NEW YORK (Reuters) - Oil prices surged the most in three weeks on Friday, with Brent jumping $4 a barrel to a 32-month high as a sinking dollar triggered a fresh rush of fund buying across the commodities spectrum.
U.S. crude topped $113 but trailed Brent, which closed out its best weekly gain since February. Deepening violence in Libya and concerns about unrest in Saudi Arabia and Nigeria lent new impetus to a rally that is threatening to crimp global growth and add to growing inflation concerns.
Analysts said Friday’s sharp gains in oil, wheat, copper and gold — while stocks slipped — stemmed from a big wave of second-quarter investment. Oil drew extra support from fears that the war in Libya was starting to inflict lasting damage on the oil sector.
“Troubles in Libya mean Gaddafi has caused damage to the Sirte basin, which has about two-thirds of their oil. There’s dollar weakness and some very large fund action piling into the market in oil and base metals,” said Rob Montefusco, an oil trader at Sucden Financial.
ICE Brent crude for May rose $3.98 to settle at $126.65 a barrel, highest settlement since July 2008. It reached $126.91 in post-settlement trading.
U.S. crude rose $2.49 to settle at $112.79. It reached $113.20 post-settlement, the highest intraday price since September 2008.
The dollar index .DXY measuring the greenback against a basket of currencies weakened as the euro jumped to a 15-month peak against the dollar following the European Central Bank’s interest rate hike. <USD/>
A weaker dollar often lifts dollar-denominated commodities because they become attractive as a hard-asset inflation hedge and demand can be stoked by cheaper prices for consumers using other currencies.

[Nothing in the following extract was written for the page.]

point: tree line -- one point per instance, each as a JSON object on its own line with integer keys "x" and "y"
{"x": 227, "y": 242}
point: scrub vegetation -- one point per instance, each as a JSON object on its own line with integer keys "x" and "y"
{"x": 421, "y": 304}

“New investment flows at the start of the quarter are driving oil and gold this morning, with the strong rise over the past week attracting trend followers and more fund money,” said Michael Guido, director of hedge fund energy sales at Macquarie Bank in New York.
“The uptrend is still very much intact, with key technical levels being taken out.”

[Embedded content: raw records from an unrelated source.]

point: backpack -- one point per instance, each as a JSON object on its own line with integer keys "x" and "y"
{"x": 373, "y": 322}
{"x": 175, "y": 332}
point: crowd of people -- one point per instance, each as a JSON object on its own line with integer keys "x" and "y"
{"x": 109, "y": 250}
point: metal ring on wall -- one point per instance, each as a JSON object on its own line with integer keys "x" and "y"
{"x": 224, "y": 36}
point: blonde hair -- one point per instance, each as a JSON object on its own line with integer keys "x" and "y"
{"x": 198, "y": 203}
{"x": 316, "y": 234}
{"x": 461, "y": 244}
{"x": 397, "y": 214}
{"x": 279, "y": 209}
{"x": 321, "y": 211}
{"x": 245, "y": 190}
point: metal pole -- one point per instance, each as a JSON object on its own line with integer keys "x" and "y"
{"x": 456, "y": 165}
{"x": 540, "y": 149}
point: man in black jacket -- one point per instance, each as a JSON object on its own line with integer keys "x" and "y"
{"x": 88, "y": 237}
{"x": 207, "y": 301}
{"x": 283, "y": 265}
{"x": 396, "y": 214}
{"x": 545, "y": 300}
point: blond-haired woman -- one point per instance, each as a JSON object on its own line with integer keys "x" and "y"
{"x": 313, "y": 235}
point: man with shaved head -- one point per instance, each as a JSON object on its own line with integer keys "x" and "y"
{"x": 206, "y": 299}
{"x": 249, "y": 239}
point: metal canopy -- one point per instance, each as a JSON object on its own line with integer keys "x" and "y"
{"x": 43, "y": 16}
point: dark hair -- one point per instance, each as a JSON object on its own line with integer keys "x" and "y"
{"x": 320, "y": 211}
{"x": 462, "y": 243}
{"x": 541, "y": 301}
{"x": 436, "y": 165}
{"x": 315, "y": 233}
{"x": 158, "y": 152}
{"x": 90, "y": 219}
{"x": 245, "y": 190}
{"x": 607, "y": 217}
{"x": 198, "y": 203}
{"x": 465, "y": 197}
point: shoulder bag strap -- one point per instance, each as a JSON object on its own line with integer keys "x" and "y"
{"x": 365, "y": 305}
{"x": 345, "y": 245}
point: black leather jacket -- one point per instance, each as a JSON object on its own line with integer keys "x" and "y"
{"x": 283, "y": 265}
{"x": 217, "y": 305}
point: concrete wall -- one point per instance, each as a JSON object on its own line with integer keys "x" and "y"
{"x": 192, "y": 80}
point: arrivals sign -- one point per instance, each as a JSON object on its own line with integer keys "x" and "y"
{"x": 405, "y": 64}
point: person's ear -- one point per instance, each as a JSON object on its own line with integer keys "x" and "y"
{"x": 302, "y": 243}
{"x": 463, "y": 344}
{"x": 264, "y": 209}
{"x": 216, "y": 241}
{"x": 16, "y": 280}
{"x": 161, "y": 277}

Brent’s 14-day Relative Strength Index, a technicians’ measure to gauge whether a contract is overbought or oversold, approached 80 — a level only hit three times before and never surpassed, according to Reuters data. U.S. crude trading volumes above 600,000 lots neared the 30-day average, rebounding from late March when activity hit the lowest this year.
In addition to the Libyan conflict, investors eyed protests in top oil exporter Saudi Arabia and unrest in Syria, Yemen and attacks intended to interfere with elections in OPEC-member Nigeria, which produces 1.9 million barrels per day of oil.
Libya’s civil war has cut the normal output of 1.6 million barrels per day (bpd) by 80 percent to between 250,000 and 300,000 bpd, according to a senior government official.
NATO leaders have acknowledged the limits of their air power, with analysts predicting a drawn-out conflict.